= Shadow RST-V =

The Shadow RST-V (Reconnaissance, Surveillance, Targeting-Vehicle) was a reconnaissance vehicle program developed by General Dynamics Land Systems (GDLS) for the United States Marine Corps Warfighting Laboratory. The program was sponsored by the Defense Advanced Research Projects Agency (DARPA) and the Office of Naval Research (ONR).

== History ==
In 1997, GDLS and Lockheed Martin Missiles and Fire Control were awarded a contract by ONR and DARPA to develop a new reconnaissance vehicle to replace M151 and Humvee in service with the United States Marine Corps. In 1999, GDLS was awarded a contract to build four demonstrator vehicles with an option for 39 more. These vehicles were delivered in 2002 with a Limited User Evaluation at the Yuma Proving Ground in Arizona in 2004.

In May 2005, GDLS was awarded a contract to upgrade the RST-V with a 30 kW export capability from the power generated by the vehicle's hybrid electric drive to power an operations center and radars.

The vehicle was not selected for the United States Army Joint Light Tactical Vehicle program (JLTV) to replace the Humvee in 2006. In 2015, the Oshkosh Corporation L-ATV (Light Combat Tactical All-Terrain Vehicle) was awarded the winner of the program. The JLTV achieved initial operating capability with the Marine Corps in 2019.

== Requirements ==
The RST-V was intended to perform deep strike and deep reconnaissance missions while being equipped to serve as a forward observer, forward air controller, reconnaissance, light strike, battlefield ambulance, air defense, logistics, personnel carrier and command post. It was required to anti-armor and mortar weapons.

== Design ==
The Shadow had an aluminum body with optional armor packages to provide protection against small arms and mines. The four-man crew area was protected by bulletproof glass on the front and sides. The vehicle had two doors on the sides and a ramp at the back to access the internal cargo area. The base of the vehicle is designed to be arched to allow it to move over the ramp of an aircraft and to improve the ability to cross obstacles. The vehicle was fitted with a pneumatic suspension to allow the tires to be pulled in from a 79 in footprint to 62 in and the height to be dropped so the base of the vehicle is 0.1 m off the ground.

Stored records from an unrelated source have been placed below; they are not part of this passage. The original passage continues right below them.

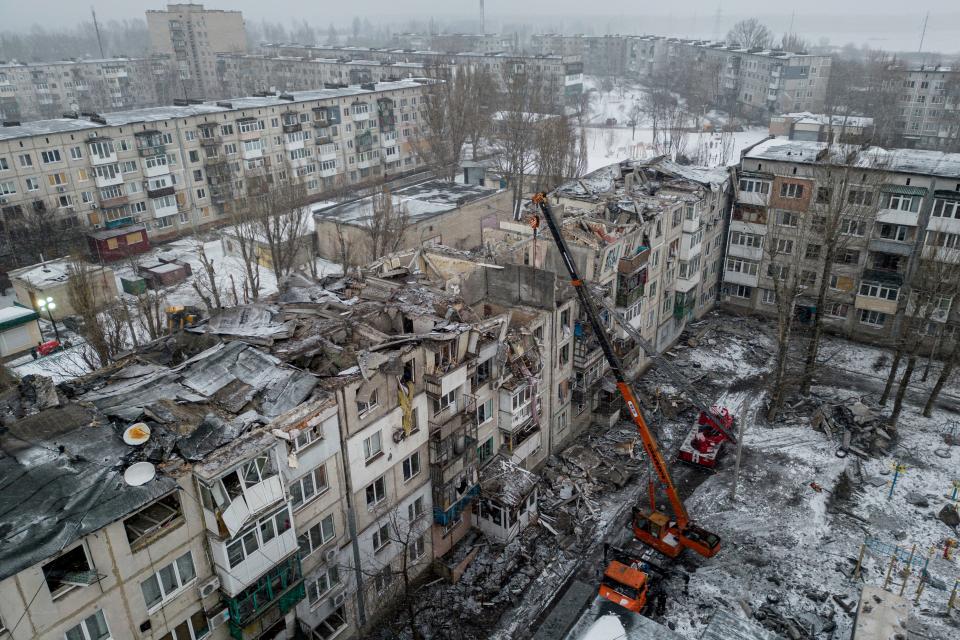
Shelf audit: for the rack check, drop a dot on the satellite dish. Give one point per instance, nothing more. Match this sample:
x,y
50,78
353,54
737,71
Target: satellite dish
x,y
139,474
137,433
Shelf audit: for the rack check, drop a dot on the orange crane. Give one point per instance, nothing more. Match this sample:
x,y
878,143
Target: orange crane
x,y
668,535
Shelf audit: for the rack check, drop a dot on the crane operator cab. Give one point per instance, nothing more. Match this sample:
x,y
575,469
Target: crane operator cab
x,y
625,581
656,529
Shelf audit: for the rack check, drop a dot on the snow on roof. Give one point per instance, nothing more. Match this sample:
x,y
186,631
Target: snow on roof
x,y
915,161
159,114
47,274
9,314
421,201
61,470
507,482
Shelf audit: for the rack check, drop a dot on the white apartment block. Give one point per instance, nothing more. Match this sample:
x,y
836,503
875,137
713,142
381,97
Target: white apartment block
x,y
39,91
928,104
560,77
192,36
176,168
246,74
899,204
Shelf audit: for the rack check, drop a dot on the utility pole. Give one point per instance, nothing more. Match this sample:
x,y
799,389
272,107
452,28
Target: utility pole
x,y
96,27
923,32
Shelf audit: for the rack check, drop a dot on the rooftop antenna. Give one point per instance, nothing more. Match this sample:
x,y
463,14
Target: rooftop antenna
x,y
923,32
716,21
96,27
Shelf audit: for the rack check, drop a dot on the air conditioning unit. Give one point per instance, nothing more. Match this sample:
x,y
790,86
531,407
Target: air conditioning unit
x,y
208,587
218,618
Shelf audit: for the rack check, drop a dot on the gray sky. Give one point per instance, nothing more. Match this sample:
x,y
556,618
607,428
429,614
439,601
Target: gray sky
x,y
887,23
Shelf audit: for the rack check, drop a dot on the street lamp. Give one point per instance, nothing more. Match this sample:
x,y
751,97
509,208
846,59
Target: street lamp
x,y
50,305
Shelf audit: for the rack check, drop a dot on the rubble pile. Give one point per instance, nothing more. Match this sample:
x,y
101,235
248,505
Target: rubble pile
x,y
858,428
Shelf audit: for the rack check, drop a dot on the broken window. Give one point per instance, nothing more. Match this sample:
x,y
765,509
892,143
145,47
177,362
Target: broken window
x,y
68,571
92,628
372,447
376,492
366,406
381,537
165,513
162,586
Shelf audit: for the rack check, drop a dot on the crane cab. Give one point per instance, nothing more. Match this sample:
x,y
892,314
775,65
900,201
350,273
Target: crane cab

The vehicle could be carried in Sikorsky CH-53 Sea Stallion and Boeing Vertol CH-46 Sea Knight helicopters, Bell Boeing V-22 Osprey tiltrotors and a Lockheed C-130 Hercules aircraft. Up to 21 vehicles could be in a Lockheed C-5 Galaxy and up to 12 could be carried in a Boeing C-17 Globemaster III.

=== Armament ===
The Shadow RST-V could be equipped with a 7.62 mm machine gun, 12.7 mm machine gun, 40 mm grenade launcher, Objective Crew Served Weapon (OCSW), FGM-148 Javelin or BGM-71 TOW. It could also be equipped with a defensive suite consisting of radars and laser warning receivers and missile warning systems.

=== Surveillance ===
The Shadow RST-V could be equipped an electro-optical sensors on a 3 m extending mast developed by General Dynamics Canada that provided a dual field of view day and thermal imaging sensors. Additionally, it was equipped with a Northrop Grumman Lightweight Laser Designator and Ranger (LLDR). The sensor suite was linked to an Inertial navigation system (INS) and the Global Positioning System (GPS) with a Smiths Industries direction finder. The communications system included an ITT SINCGARS ASIIIP VHF transponder.

=== Propulsion ===
The Shadow RST-V had a Hybrid vehicle drivetrain based on a 114 kW-rated Detroit Diesel type 2.5-liter DI-4V front mounted turbocharged, intercooled common-rail direct-injection diesel engine. The diesel engine powered a 100 kW Renk Magnet-Motor generator that drove four 50 kW permanent magnetic hub motors mounted on each of the wheel hubs. The power generation unit includes two 20 kWh Saft Li-Ion batteries with a peak power output of 80 kW and can be charged by the diesel engine. In stealth mode, the vehicle can be powered only by the battery to reduce its acoustic and thermal signature.

The vehicle can be operated in hybrid mode using power from both the diesel engine and the battery pack during maneuvers requiring rapid acceleration, maximum torque for steep gradients. The vehicle had a demonstrated maximum road speed of 112 km/h. Its 95-liter fuel tank allowed for an unrefueled range of 758 km at 50 km/h. and 32 km using only the battery pack.